What is the difference between sklearn SimpleImputer and pandas.fillna?
i tried using both the functions from their respective libraries but didn't notice any apparent difference.
CodePudding user response:
These are kind of similar implementations in different libraries. Having said that SimpleImputer using mean , meadian, most frequent and constant strategies to fill up the NAs where as fillna uses backfil, bfil, pad,ffil,and None .
for reference [ SimpleImputer ] [ pandas fillna ]
If you are using a bigger dataset , it is make sense to use SimpleImputer because of slight performance improvements, but you need to fit and transform the dataset means you may need to have more codes rather than fillna(). if you are not in need for pandas , then it will make sense to use SimpleImputer
CodePudding user response:
Simple imputer provides more flexibility, it allows you to for example choose the missing value, so instead of filling the classic np.nan
you could use it to fill all occurrences of the value 92942429 (for example) in one step.

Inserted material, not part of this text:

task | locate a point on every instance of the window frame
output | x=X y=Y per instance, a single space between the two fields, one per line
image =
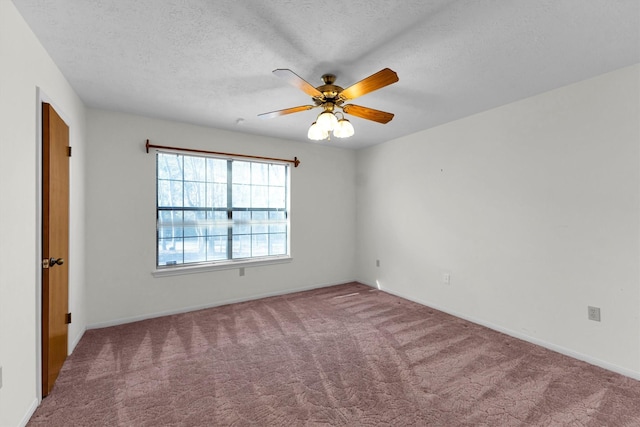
x=229 y=262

Simple imputer can also be placed in sklearn pipelines, and even for more granular control in the column transformer, it just saves time in the end as once you've constructed the pipeline which includes the imputer and your chosen estimator you simply pass in your dataframe and the imputation is take care of when the fit method on the pipeline object is invoked.
But at the end of the day, they do very similar things.